4. Contraception and Pregnancy

(1) This medication can cause fetal harm.

(2) Women of childbearing potential must use effective contraception during treatment and for 6 months after the last dose, and pregnancy status should be confirmed before starting treatment.

(3) Men with partners of childbearing potential must use effective contraception during treatment and for 3 months after the last dose.

5. Breastfeeding and Fertility

(1) Breastfeeding is not recommended during treatment and for 2 weeks after the last dose.

(2) This medication may impair male fertility, manifested as reduced sperm count.

6. Missed Dose and Vomiting Management

If a missed dose is within 12 hours of the scheduled time, take it as soon as possible and extend the cycle to complete 5 doses; if beyond 12 hours, skip the missed dose and take the next dose as scheduled. Do not take an extra dose if vomiting occurs after taking the medication.

7. Drug Interactions

(1) Avoid concomitant use with medications metabolized by cytidine deaminase to reduce the risk of increased toxicity.

(2) When taken with venetoclax, separate the administration of the two drugs by at least 2 hours.

8. Storage Requirements

(1) Store at 20-25°C (room temperature), keep in the original container to protect from light and moisture.

(2) This medication is a hazardous drug. Consult your healthcare provider for disposal.

II. Insurance Coverage

1. National Insurance Status in China

INQOVI (decitabine and cedazuridine combination tablet) is not yet included in the National Reimbursement Drug List.

2. Ways to Obtain Accurate Information

The drug list is updated periodically. It is recommended to confirm the latest status by: consulting the pharmacy or insurance office at your hospital; checking the official website of your local health insurance bureau or calling the insurance service hotline; asking your physician or clinical pharmacist.

III. Treatment Outcomes

1. Efficacy for MDS or CMML

(1) Clinical studies have shown that INQOVI monotherapy for MDS or CMML results in a relatively high complete response rate.

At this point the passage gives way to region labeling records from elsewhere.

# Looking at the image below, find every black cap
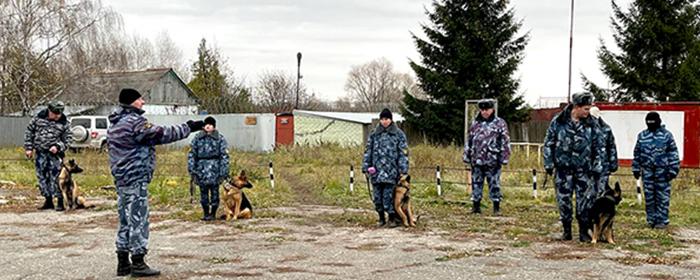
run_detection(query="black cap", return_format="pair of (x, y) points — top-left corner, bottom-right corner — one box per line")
(119, 88), (141, 105)
(204, 117), (216, 127)
(379, 108), (394, 120)
(477, 99), (496, 109)
(645, 111), (661, 130)
(48, 100), (66, 114)
(571, 92), (593, 106)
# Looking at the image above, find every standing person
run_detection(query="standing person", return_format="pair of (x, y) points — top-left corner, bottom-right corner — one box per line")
(590, 106), (618, 197)
(362, 108), (408, 227)
(24, 100), (73, 211)
(632, 112), (681, 229)
(544, 93), (605, 242)
(107, 88), (204, 277)
(462, 99), (510, 215)
(187, 117), (229, 221)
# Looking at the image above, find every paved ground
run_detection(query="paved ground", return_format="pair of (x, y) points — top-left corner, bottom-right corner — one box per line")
(0, 182), (700, 279)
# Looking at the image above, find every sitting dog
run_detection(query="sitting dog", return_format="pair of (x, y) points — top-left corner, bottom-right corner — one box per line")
(588, 182), (622, 244)
(58, 159), (94, 209)
(394, 175), (417, 227)
(223, 170), (253, 221)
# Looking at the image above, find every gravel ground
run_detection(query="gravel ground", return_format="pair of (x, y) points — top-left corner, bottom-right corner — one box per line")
(0, 196), (700, 279)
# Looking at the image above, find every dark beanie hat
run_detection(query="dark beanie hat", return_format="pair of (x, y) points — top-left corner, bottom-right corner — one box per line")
(119, 88), (141, 105)
(645, 112), (661, 130)
(477, 99), (496, 109)
(204, 117), (216, 127)
(379, 108), (394, 120)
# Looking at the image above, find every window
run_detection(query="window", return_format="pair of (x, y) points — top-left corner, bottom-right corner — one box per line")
(95, 119), (107, 129)
(70, 119), (90, 128)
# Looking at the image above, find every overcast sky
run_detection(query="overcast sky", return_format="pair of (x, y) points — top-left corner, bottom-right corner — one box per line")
(103, 0), (631, 104)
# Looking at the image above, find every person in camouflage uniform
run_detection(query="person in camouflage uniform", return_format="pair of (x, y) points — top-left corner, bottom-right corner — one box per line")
(544, 93), (605, 242)
(632, 112), (681, 229)
(362, 108), (408, 227)
(107, 89), (204, 277)
(24, 101), (73, 211)
(187, 117), (229, 221)
(590, 107), (618, 197)
(462, 99), (510, 215)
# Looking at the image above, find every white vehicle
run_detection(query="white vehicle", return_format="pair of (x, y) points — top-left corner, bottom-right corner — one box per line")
(70, 116), (109, 152)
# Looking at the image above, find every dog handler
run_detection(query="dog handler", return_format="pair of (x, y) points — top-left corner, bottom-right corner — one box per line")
(187, 117), (229, 221)
(362, 108), (408, 227)
(107, 88), (204, 277)
(544, 93), (605, 242)
(24, 101), (73, 211)
(462, 99), (510, 215)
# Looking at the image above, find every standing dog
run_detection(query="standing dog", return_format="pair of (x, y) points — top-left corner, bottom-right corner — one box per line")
(224, 170), (253, 221)
(58, 159), (94, 209)
(394, 175), (417, 227)
(588, 182), (622, 244)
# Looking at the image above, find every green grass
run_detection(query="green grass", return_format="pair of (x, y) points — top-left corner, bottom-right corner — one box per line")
(0, 145), (700, 259)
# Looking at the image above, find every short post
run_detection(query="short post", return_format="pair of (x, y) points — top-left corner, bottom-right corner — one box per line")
(532, 168), (537, 199)
(637, 178), (642, 205)
(270, 161), (275, 189)
(435, 165), (442, 196)
(350, 164), (355, 192)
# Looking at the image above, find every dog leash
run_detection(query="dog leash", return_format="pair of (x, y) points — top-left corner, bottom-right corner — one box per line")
(365, 173), (374, 203)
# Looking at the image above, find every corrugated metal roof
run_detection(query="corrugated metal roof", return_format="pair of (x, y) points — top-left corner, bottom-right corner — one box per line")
(58, 68), (191, 105)
(293, 110), (404, 124)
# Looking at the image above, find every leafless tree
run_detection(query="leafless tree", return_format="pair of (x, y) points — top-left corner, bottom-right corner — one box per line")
(255, 71), (322, 113)
(0, 0), (120, 114)
(345, 58), (415, 111)
(153, 30), (190, 82)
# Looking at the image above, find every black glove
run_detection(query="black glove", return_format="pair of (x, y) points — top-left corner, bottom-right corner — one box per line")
(187, 120), (204, 132)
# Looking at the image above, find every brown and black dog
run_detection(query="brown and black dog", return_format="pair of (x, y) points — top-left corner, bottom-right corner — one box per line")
(394, 175), (418, 227)
(588, 182), (622, 244)
(223, 170), (253, 221)
(58, 159), (94, 210)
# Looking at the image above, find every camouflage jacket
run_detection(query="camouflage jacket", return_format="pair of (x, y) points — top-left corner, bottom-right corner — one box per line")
(362, 123), (408, 184)
(187, 130), (229, 186)
(462, 114), (510, 166)
(598, 118), (618, 175)
(543, 104), (605, 174)
(24, 109), (73, 154)
(107, 106), (190, 188)
(632, 125), (681, 178)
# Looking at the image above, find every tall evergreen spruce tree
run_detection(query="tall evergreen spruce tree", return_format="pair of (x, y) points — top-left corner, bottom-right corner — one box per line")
(402, 0), (528, 143)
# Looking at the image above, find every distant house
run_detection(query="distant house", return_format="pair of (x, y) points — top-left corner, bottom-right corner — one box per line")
(56, 68), (199, 115)
(293, 110), (404, 147)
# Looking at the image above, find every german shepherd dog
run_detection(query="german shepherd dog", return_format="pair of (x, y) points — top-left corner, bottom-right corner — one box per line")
(224, 170), (253, 221)
(58, 159), (94, 210)
(588, 182), (622, 244)
(394, 175), (418, 227)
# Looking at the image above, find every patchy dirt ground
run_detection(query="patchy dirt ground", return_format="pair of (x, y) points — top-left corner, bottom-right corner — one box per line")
(0, 189), (700, 279)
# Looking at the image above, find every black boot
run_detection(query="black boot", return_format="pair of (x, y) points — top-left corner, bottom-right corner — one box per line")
(578, 222), (591, 242)
(493, 201), (501, 216)
(207, 204), (219, 221)
(37, 196), (53, 210)
(472, 200), (481, 214)
(199, 204), (209, 221)
(117, 251), (131, 276)
(131, 254), (160, 277)
(389, 213), (400, 228)
(561, 222), (572, 240)
(56, 195), (66, 211)
(377, 211), (386, 227)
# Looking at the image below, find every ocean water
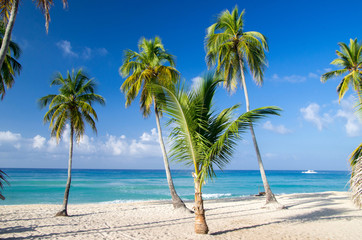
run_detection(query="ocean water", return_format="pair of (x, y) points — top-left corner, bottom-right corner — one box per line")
(0, 168), (349, 205)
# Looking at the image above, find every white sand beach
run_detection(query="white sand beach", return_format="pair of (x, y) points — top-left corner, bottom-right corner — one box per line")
(0, 192), (362, 240)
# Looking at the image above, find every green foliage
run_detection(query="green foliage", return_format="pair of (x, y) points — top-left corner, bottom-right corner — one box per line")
(205, 6), (268, 92)
(153, 74), (280, 188)
(0, 0), (68, 32)
(119, 37), (180, 117)
(0, 20), (21, 100)
(39, 69), (105, 142)
(321, 38), (362, 102)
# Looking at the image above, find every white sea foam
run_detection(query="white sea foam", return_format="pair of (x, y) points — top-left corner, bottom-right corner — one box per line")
(202, 193), (231, 199)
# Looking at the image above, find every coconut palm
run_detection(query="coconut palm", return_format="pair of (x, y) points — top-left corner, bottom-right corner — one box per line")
(0, 20), (21, 100)
(39, 69), (105, 216)
(205, 6), (281, 208)
(0, 170), (9, 200)
(156, 75), (280, 234)
(119, 37), (186, 209)
(321, 38), (362, 102)
(0, 0), (68, 75)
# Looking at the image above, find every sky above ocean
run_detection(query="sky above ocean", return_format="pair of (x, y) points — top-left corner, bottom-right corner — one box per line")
(0, 0), (362, 170)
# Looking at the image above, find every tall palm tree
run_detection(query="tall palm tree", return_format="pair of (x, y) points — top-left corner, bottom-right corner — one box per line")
(321, 38), (362, 208)
(349, 144), (362, 208)
(205, 6), (281, 207)
(0, 0), (68, 74)
(0, 170), (9, 200)
(0, 20), (21, 100)
(119, 37), (186, 209)
(321, 38), (362, 102)
(154, 75), (280, 234)
(39, 69), (105, 216)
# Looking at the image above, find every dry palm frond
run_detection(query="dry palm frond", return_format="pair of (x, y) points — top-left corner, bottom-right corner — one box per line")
(350, 156), (362, 208)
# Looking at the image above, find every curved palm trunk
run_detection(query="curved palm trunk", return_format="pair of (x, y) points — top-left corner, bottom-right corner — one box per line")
(239, 54), (278, 204)
(193, 174), (209, 234)
(154, 102), (188, 210)
(0, 0), (19, 71)
(55, 126), (74, 216)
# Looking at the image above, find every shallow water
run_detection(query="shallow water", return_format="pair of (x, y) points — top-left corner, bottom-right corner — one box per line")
(0, 168), (349, 205)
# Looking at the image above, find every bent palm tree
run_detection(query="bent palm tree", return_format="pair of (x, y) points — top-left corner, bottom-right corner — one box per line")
(321, 38), (362, 208)
(0, 21), (21, 100)
(119, 37), (186, 209)
(206, 6), (281, 208)
(0, 170), (9, 200)
(321, 38), (362, 102)
(39, 69), (105, 216)
(156, 75), (280, 234)
(0, 0), (68, 74)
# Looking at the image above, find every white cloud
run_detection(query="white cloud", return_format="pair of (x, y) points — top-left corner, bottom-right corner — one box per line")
(141, 128), (158, 142)
(336, 95), (362, 137)
(56, 40), (108, 60)
(33, 135), (46, 149)
(271, 72), (319, 83)
(57, 40), (78, 57)
(0, 131), (21, 143)
(263, 121), (292, 134)
(308, 73), (320, 79)
(300, 103), (333, 131)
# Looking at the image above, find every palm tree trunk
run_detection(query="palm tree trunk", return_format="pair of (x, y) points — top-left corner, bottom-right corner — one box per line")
(193, 174), (209, 234)
(55, 126), (74, 216)
(154, 102), (188, 210)
(239, 53), (278, 204)
(0, 0), (19, 69)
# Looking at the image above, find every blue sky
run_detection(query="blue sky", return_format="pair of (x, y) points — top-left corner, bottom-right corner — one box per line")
(0, 0), (362, 170)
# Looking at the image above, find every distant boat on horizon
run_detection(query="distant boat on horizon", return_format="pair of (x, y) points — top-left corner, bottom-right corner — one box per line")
(302, 170), (317, 173)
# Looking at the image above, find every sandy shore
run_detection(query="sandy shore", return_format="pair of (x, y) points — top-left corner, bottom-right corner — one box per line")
(0, 192), (362, 240)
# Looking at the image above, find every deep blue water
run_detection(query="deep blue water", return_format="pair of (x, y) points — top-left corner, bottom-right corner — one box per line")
(0, 168), (349, 205)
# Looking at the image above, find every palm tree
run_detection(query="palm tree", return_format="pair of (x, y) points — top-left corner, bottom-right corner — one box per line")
(156, 75), (280, 234)
(205, 6), (282, 208)
(0, 170), (9, 200)
(119, 37), (187, 209)
(0, 0), (68, 73)
(0, 20), (21, 100)
(321, 38), (362, 208)
(39, 69), (105, 216)
(321, 38), (362, 102)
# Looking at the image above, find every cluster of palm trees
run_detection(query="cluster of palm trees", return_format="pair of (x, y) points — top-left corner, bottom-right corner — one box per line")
(0, 0), (362, 234)
(120, 7), (283, 234)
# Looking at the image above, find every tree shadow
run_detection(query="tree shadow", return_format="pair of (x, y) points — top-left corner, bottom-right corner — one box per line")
(210, 221), (284, 236)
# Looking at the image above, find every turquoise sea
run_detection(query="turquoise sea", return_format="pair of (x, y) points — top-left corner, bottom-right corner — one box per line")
(0, 168), (349, 205)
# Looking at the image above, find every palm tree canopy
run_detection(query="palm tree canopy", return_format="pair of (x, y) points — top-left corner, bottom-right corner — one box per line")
(321, 38), (362, 100)
(0, 20), (21, 100)
(154, 74), (280, 187)
(119, 37), (180, 117)
(39, 69), (105, 142)
(205, 6), (268, 91)
(0, 0), (68, 32)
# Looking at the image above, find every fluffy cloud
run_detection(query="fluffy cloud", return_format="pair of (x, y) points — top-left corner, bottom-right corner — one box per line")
(336, 95), (362, 137)
(263, 121), (292, 134)
(33, 135), (46, 149)
(56, 40), (108, 60)
(300, 103), (333, 131)
(271, 72), (320, 83)
(0, 125), (161, 157)
(300, 95), (362, 137)
(56, 40), (78, 57)
(0, 131), (21, 143)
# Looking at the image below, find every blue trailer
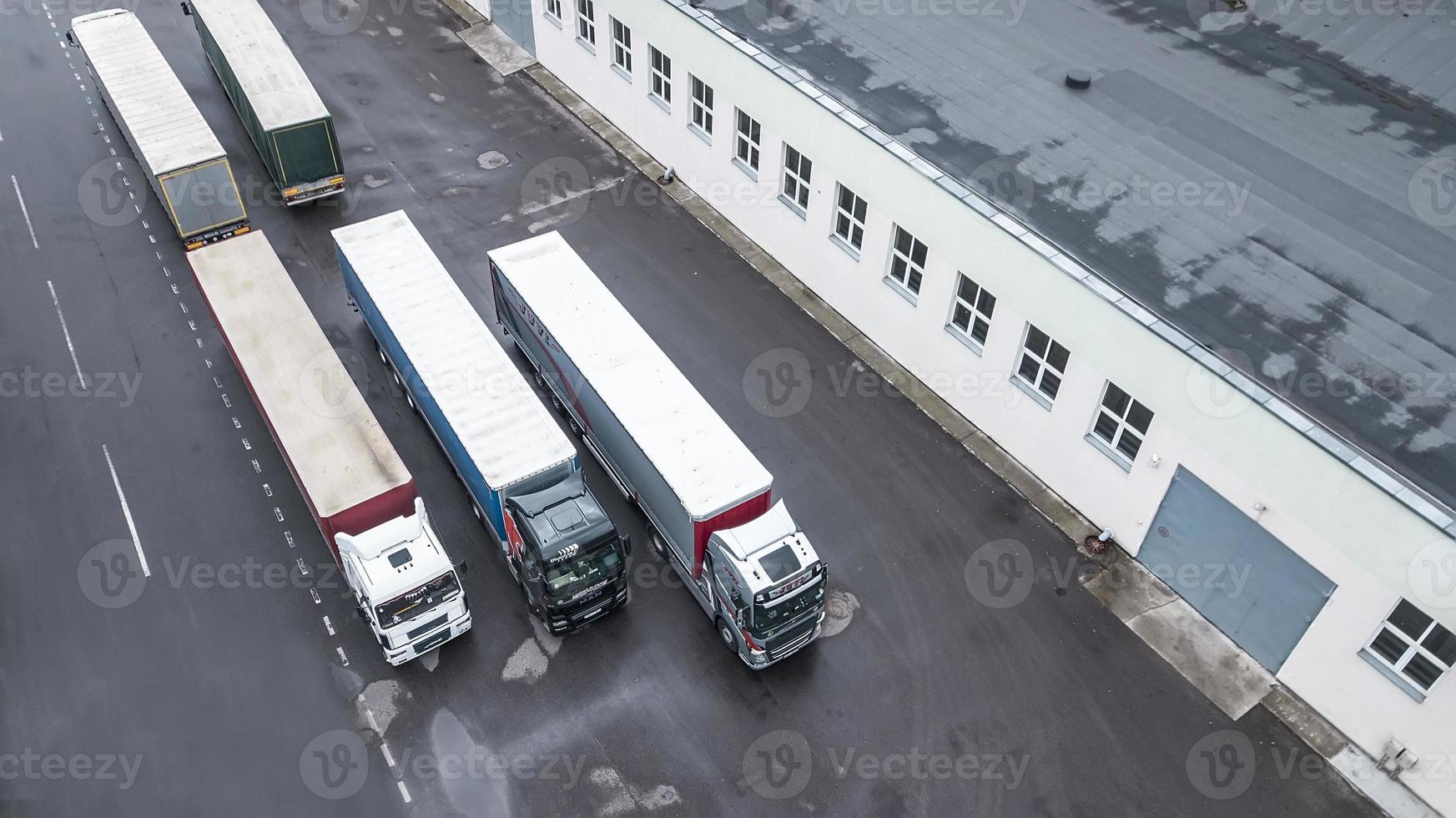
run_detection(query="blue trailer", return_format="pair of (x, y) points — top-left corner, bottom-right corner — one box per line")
(334, 211), (629, 634)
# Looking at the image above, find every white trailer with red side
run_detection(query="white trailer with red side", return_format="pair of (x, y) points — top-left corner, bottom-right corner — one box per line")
(188, 231), (471, 665)
(489, 231), (829, 669)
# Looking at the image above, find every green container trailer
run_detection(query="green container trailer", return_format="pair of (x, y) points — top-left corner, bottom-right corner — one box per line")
(182, 0), (344, 205)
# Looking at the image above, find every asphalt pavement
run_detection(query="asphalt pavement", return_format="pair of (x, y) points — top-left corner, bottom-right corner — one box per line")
(0, 0), (1374, 818)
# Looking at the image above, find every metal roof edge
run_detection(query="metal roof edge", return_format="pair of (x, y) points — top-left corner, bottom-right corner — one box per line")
(667, 0), (1456, 538)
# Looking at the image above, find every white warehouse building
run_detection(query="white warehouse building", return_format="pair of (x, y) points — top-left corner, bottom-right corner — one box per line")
(483, 0), (1456, 815)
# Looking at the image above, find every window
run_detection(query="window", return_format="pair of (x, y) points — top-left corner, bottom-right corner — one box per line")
(783, 145), (814, 215)
(577, 0), (597, 48)
(733, 111), (763, 172)
(1016, 323), (1071, 407)
(834, 184), (869, 252)
(690, 77), (713, 137)
(612, 18), (632, 78)
(1092, 381), (1153, 464)
(1366, 599), (1456, 697)
(647, 45), (673, 105)
(950, 272), (996, 345)
(889, 225), (929, 295)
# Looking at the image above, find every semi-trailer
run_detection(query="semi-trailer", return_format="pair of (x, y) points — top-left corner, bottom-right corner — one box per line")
(334, 211), (631, 634)
(188, 231), (471, 665)
(182, 0), (344, 205)
(488, 231), (829, 669)
(67, 8), (248, 250)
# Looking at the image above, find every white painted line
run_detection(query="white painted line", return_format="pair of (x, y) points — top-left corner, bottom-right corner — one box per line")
(10, 174), (41, 250)
(100, 444), (151, 577)
(45, 281), (86, 389)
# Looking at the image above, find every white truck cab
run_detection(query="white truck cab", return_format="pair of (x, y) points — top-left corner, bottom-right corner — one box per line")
(335, 497), (471, 665)
(692, 501), (825, 668)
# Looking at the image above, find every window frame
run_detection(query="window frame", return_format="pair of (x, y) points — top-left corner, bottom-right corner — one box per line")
(1360, 597), (1456, 701)
(733, 106), (763, 179)
(577, 0), (597, 48)
(607, 14), (632, 82)
(779, 143), (814, 219)
(647, 43), (673, 111)
(1089, 378), (1157, 472)
(829, 182), (869, 260)
(1010, 321), (1071, 409)
(688, 73), (713, 144)
(885, 223), (930, 303)
(945, 270), (996, 355)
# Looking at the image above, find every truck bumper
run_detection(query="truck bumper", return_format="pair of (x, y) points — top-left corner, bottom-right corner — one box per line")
(738, 611), (824, 671)
(545, 585), (627, 634)
(385, 611), (471, 667)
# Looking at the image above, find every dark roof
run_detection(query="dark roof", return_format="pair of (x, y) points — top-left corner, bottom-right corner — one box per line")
(699, 0), (1456, 505)
(506, 472), (614, 560)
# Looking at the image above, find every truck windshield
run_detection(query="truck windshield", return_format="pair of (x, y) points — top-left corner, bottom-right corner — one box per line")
(546, 537), (622, 597)
(374, 571), (460, 629)
(753, 573), (824, 630)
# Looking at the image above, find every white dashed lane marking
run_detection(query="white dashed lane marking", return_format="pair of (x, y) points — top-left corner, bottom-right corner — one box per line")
(100, 444), (151, 577)
(10, 174), (41, 250)
(47, 279), (86, 389)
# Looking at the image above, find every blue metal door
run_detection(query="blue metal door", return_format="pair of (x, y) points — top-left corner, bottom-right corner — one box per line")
(1137, 466), (1335, 673)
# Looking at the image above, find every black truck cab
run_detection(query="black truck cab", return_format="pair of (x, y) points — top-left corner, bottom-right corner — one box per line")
(506, 472), (631, 634)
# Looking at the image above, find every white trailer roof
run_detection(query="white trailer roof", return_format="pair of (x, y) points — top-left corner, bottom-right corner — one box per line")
(489, 231), (773, 520)
(191, 0), (329, 131)
(186, 231), (411, 517)
(334, 210), (577, 489)
(72, 8), (225, 174)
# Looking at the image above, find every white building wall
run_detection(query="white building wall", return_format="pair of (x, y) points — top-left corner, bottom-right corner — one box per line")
(536, 0), (1456, 815)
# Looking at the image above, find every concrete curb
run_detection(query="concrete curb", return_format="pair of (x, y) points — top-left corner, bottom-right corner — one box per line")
(431, 9), (1437, 803)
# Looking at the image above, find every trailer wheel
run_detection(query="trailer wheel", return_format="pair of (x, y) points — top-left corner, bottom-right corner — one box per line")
(718, 617), (738, 655)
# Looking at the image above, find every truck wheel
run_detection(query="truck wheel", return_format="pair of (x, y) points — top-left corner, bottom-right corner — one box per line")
(718, 617), (738, 654)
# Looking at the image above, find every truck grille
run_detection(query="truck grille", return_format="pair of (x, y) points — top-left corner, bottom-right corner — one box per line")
(405, 614), (450, 642)
(764, 613), (819, 662)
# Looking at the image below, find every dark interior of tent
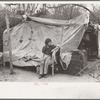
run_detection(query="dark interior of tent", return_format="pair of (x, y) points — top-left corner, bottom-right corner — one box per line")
(55, 24), (98, 75)
(78, 24), (98, 60)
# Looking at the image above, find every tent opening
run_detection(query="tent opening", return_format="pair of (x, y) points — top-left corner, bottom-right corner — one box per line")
(79, 25), (98, 60)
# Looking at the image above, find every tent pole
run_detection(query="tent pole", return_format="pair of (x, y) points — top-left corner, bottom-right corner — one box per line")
(5, 14), (13, 74)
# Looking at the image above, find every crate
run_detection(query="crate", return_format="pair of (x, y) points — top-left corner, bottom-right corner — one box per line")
(66, 51), (87, 75)
(0, 52), (3, 67)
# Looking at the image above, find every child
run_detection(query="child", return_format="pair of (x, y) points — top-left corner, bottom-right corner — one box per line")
(39, 38), (56, 79)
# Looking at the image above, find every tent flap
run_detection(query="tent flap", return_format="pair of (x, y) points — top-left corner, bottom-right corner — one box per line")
(3, 14), (89, 66)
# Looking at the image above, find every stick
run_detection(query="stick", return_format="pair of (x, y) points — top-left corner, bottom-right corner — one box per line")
(5, 14), (13, 74)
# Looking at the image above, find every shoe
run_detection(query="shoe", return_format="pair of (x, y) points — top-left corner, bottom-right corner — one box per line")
(39, 75), (43, 79)
(44, 75), (47, 78)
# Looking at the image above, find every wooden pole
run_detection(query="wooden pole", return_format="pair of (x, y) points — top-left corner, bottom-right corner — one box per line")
(5, 13), (13, 74)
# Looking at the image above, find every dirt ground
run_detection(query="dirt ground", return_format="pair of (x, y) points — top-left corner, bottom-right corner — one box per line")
(0, 59), (99, 82)
(0, 61), (99, 82)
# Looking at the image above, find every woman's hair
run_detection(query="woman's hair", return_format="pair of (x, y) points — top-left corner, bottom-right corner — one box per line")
(45, 38), (51, 45)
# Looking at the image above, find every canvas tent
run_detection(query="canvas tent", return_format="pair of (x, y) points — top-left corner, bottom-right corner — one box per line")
(3, 14), (89, 66)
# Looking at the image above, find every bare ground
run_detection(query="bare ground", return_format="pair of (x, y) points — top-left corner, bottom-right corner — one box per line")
(0, 60), (99, 82)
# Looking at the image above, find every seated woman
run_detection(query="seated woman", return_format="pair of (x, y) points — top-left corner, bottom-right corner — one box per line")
(39, 38), (59, 79)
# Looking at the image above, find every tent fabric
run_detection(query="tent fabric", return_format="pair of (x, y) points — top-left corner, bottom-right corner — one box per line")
(3, 14), (89, 66)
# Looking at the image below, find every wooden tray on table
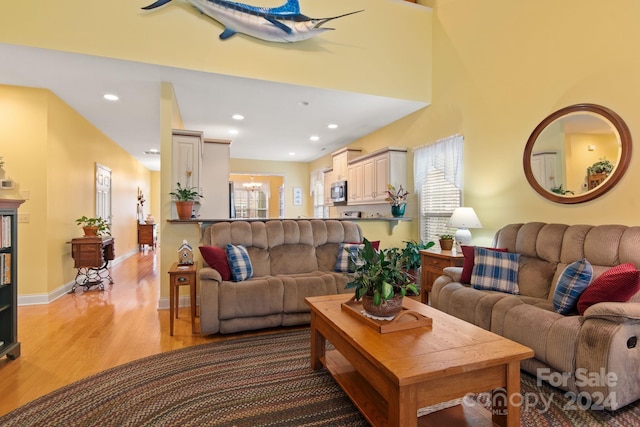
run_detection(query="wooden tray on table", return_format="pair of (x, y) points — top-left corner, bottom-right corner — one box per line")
(342, 298), (433, 334)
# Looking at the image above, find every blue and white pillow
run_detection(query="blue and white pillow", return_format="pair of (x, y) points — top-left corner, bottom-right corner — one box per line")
(334, 243), (364, 273)
(471, 246), (520, 295)
(226, 244), (253, 282)
(553, 258), (593, 314)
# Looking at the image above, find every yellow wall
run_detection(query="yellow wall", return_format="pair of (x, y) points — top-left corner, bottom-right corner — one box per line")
(311, 0), (640, 249)
(0, 86), (150, 296)
(0, 0), (431, 101)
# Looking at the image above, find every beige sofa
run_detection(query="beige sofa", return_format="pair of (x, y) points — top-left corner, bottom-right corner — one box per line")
(431, 222), (640, 410)
(199, 220), (363, 334)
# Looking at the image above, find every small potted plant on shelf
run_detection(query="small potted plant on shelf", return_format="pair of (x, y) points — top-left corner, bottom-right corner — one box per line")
(440, 234), (453, 251)
(385, 184), (409, 218)
(76, 215), (111, 237)
(169, 182), (204, 220)
(587, 157), (613, 176)
(346, 239), (418, 317)
(398, 240), (435, 294)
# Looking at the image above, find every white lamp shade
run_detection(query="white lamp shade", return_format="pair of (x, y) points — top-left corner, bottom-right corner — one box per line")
(449, 208), (482, 228)
(448, 208), (482, 245)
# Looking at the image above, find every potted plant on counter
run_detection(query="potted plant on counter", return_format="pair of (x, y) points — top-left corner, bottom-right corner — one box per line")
(76, 215), (111, 237)
(169, 182), (204, 220)
(346, 239), (418, 317)
(385, 184), (409, 218)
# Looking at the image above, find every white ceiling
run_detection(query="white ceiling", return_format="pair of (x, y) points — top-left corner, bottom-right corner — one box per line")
(0, 43), (427, 170)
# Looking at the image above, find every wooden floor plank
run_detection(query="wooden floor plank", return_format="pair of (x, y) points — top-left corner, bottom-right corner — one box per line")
(0, 251), (280, 415)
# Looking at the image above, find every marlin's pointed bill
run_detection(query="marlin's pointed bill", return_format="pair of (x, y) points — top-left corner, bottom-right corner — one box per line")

(2) Among patients who were transfusion-dependent at baseline, the majority became transfusion-independent after treatment.

2. Efficacy for AML (in combination with venetoclax)

INQOVI combined with venetoclax is highly effective for newly diagnosed acute myeloid leukemia (for patients aged 75 years or older, or those unfit for intensive induction chemotherapy).

3. Factors Affecting Efficacy

(1) Higher decitabine exposure is associated with a greater likelihood of adverse reactions such as neutropenia and thrombocytopenia.

(2) Patients with lower body surface area or body weight may have increased decitabine exposure and require close monitoring.

4. Overall Assessment

Individual responses vary considerably. Specific outcomes should be evaluated based on disease subtype, mutation status, and timing of treatment.